人に七癖、我が身に八癖
- 意味
- 他人よりも自分にはもっと多くの癖があると思うべきだということ。
用例
誰かの癖や欠点を批判してしまったとき、自分にも同じように癖があることを忘れてはいけないという場面で使われます。特に、自省や謙虚さを促したいときに適した表現です。
- 後輩の話し方が気になって仕方なかったが、先輩に「人に七癖、我が身に八癖だぞ」と言われて反省した。
- 他人の仕草をからかっていたが、友人に真似されてみてようやく気づいた。人に七癖、我が身に八癖とはよく言ったものだ。
- 誰かの癖にいちいち文句をつけるより、自分の癖にまず向き合わねばならない。人に七癖、我が身に八癖の精神を忘れたくない。
これらの例文は、他人を観察するよりも、まず自分自身を振り返ることの大切さを示しています。癖や短所は誰にでもあるものだという前提に立ち、他者に対して寛容になる姿勢を養うための助言として用いられています。
注意点
この言葉を使う際には、相手の癖を正当化するための言い訳として聞こえないよう注意が必要です。例えば、注意すべき場面で「誰にでも癖はあるから仕方ない」と開き直るような使い方をすると、だらしない印象を与えてしまうことがあります。
また、用いる相手やタイミングによっては、「あなただけじゃない」と問題をすり替えるように受け取られる恐れもあります。本来は謙虚さや共感を生むための表現であり、「自分も同じように欠点があるのだ」という自省を前提とすべきです。
口語としては親しみやすい言葉ですが、やや古風な響きがあるため、若い世代には補足的な説明を添えると伝わりやすくなります。
背景
「人に七癖、我が身に八癖」は、江戸時代から庶民のあいだで広く親しまれてきたことわざです。特定の書物に由来するのではなく、生活の中から自然に生まれた民間の知恵とされます。
癖とは、身に付いた無意識の習慣や性質を指し、たとえば貧乏ゆすり、話し方、顔の表情、思考パターンなどさまざまです。他人の癖は第三者として見るために目につきやすいのに対し、自分の癖は無意識的であるため、気づきにくくなります。
この言葉は、そうした視点の違いによって生じる偏見や批判を戒め、「自分にも同じような欠点がある」という気づきを促すものです。また、日本の文化においては、謙虚さや内省が美徳とされるため、この言葉は倫理的・社会的にも調和を重んじる心の表れといえます。
近世には、浄瑠璃や歌舞伎、俳諧などでも「癖」を主題にした作品が多く登場し、人間の欠点や偏りを笑いや風刺として表現する文化が広まりました。この言葉も、そうした風土の中で生き続けてきた庶民の知恵の結晶といえるでしょう。
類義
まとめ
「人に七癖、我が身に八癖」は、他人の癖や欠点を指摘する前に、自分の癖にまず気づきなさいという、謙虚さと共感を促す言葉です。誰もが多かれ少なかれ偏りや習慣を持っており、それを責めることよりも、互いに理解し合い、受け入れることの方が大切だという人生訓が込められています。

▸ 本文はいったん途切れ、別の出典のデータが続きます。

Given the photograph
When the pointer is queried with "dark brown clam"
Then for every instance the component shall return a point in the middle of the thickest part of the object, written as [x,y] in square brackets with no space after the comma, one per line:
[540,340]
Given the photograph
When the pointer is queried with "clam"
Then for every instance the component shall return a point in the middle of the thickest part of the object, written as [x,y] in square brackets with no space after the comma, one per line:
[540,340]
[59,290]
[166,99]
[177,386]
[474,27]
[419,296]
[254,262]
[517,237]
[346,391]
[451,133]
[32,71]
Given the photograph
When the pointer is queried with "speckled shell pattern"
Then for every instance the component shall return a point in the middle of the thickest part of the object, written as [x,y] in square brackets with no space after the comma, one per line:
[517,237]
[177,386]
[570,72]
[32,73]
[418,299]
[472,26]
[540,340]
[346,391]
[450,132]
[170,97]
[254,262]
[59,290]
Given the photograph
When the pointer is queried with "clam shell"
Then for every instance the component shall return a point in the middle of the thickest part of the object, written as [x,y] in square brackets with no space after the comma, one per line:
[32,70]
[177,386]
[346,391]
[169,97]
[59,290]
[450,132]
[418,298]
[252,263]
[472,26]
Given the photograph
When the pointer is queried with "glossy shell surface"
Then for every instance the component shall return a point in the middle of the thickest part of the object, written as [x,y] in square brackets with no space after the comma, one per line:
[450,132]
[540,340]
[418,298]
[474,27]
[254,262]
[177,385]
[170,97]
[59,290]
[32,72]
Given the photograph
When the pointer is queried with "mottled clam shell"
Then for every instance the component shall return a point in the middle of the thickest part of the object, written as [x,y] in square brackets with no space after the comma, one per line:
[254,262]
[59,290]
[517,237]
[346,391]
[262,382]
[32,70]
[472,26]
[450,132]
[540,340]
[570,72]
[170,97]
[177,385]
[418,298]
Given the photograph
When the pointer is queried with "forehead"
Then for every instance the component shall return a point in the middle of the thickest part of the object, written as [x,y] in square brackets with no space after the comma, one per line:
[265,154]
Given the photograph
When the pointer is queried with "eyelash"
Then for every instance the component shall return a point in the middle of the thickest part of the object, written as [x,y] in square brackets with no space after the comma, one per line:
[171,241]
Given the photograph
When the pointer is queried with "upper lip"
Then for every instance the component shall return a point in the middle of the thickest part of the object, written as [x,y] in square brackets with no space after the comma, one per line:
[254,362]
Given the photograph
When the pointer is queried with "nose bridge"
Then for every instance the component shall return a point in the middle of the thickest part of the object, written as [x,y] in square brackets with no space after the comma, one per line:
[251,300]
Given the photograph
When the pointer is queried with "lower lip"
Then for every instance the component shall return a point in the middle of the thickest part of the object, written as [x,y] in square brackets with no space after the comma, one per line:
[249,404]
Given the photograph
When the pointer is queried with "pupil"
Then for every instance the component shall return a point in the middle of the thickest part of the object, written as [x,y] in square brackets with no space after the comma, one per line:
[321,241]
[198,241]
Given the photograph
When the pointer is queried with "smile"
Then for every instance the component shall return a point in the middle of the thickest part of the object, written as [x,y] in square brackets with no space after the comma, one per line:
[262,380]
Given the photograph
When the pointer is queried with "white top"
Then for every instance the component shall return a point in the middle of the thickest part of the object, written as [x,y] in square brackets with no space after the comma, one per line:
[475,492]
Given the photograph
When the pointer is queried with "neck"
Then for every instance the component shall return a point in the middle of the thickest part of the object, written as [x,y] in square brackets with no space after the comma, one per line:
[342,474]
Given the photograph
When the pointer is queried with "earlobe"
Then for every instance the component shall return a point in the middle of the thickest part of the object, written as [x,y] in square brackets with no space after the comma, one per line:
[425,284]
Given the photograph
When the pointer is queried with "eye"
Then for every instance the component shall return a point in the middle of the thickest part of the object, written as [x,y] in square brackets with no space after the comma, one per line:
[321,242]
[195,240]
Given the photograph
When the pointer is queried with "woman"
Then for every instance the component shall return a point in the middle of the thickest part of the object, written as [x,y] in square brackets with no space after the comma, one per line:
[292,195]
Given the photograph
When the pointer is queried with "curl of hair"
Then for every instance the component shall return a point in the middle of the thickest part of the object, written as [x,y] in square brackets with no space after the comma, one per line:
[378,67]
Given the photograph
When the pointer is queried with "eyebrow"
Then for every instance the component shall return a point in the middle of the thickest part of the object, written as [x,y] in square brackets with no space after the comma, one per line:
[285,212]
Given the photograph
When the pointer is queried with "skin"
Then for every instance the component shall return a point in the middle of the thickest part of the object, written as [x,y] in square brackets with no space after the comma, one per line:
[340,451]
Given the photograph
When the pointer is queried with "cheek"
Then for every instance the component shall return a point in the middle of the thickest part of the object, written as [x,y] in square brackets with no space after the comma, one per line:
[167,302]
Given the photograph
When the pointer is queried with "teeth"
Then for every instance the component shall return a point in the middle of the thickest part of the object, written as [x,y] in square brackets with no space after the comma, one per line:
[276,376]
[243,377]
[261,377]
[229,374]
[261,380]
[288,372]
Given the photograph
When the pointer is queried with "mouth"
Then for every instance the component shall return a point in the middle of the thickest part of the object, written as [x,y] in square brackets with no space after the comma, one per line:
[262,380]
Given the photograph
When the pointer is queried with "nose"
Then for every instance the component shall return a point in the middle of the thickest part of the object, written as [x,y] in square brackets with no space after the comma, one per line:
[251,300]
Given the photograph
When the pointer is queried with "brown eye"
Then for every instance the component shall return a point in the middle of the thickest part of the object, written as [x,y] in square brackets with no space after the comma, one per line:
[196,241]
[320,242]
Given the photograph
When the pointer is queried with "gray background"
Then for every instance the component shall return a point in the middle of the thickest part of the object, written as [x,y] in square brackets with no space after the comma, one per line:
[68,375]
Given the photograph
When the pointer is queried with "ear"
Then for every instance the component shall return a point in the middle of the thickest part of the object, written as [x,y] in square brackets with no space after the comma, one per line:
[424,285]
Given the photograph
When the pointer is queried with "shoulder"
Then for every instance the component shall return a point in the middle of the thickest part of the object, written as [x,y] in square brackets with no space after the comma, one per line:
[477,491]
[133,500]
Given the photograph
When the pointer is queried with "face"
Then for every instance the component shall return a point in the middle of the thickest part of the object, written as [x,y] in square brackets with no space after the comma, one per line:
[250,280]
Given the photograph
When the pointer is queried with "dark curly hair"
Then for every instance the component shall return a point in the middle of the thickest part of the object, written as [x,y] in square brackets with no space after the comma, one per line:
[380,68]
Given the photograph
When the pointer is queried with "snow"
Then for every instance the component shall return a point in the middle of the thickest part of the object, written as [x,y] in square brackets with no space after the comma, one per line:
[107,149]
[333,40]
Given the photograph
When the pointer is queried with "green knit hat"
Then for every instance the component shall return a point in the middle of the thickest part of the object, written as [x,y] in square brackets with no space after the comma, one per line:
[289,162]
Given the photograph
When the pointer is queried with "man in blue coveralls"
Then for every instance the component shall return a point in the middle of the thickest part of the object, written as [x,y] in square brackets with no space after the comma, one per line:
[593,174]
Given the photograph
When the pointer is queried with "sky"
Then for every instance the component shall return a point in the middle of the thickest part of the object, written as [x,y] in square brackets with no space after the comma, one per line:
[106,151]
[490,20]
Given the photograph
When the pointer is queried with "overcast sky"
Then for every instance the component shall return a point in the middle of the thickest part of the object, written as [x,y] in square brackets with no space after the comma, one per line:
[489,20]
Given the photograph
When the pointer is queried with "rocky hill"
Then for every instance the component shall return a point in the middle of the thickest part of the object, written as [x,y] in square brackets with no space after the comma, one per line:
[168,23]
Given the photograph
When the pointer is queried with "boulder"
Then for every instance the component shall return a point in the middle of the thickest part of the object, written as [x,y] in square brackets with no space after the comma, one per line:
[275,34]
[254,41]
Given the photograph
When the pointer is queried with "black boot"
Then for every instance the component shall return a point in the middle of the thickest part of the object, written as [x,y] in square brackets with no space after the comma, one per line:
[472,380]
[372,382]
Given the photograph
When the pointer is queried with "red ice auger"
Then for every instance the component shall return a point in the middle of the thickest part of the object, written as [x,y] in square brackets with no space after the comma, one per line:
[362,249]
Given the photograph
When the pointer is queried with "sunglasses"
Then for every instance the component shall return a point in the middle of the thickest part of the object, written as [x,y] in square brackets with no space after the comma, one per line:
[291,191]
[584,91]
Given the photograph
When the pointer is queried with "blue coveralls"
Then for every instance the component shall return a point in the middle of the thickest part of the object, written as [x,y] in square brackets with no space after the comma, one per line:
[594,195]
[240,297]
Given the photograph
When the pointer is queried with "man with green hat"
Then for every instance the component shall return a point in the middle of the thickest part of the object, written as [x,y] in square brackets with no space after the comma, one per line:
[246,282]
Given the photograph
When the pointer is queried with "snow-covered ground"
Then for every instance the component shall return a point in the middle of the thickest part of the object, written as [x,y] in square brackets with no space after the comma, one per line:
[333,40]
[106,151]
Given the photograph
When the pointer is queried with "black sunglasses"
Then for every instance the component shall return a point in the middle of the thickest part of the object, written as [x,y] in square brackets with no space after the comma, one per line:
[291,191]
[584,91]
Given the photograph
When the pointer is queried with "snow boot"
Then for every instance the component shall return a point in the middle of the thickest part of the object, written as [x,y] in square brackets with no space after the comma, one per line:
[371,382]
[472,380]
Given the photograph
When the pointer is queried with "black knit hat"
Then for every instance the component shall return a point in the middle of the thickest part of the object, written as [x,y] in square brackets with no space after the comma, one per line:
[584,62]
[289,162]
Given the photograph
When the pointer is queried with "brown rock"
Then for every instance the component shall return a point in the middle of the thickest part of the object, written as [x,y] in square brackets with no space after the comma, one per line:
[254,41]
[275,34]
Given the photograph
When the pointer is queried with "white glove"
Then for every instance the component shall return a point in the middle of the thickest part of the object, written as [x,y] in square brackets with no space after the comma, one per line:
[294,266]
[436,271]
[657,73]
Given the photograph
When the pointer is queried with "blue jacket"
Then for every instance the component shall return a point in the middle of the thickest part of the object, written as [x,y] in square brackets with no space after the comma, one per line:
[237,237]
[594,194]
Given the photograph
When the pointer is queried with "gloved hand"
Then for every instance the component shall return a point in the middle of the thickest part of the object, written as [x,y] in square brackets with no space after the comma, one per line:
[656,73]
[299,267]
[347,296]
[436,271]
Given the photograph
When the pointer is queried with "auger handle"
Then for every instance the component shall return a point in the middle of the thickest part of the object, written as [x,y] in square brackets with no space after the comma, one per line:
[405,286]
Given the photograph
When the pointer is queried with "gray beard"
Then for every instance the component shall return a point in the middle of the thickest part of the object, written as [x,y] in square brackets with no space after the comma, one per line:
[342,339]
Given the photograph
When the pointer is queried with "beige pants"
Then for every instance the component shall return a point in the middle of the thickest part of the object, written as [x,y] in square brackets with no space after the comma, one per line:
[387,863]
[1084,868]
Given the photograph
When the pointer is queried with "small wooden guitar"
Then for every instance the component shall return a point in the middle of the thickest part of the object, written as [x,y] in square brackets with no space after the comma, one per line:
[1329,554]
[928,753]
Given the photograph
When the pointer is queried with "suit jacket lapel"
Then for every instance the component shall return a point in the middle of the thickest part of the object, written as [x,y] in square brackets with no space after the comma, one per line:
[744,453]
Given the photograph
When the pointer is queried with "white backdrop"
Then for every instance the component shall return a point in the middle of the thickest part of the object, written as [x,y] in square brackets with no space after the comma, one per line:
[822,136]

この言葉は、人との関わりにおいて「正す」よりも「受け入れる」姿勢を思い出させてくれます。他人の言動に苛立ったとき、自分も同じような癖を持っていないかと立ち止まって考えることで、関係はずいぶんと和らぐものです。
現代社会では、他人に対してすぐに評価を下したり、短所ばかりを目にしてしまいがちです。そんな時、この言葉は、自分を見つめ直すきっかけを与えてくれる大切な道しるべとなります。お互いの癖を笑い合い、支え合える関係こそが、人間らしい温かさの証なのかもしれません。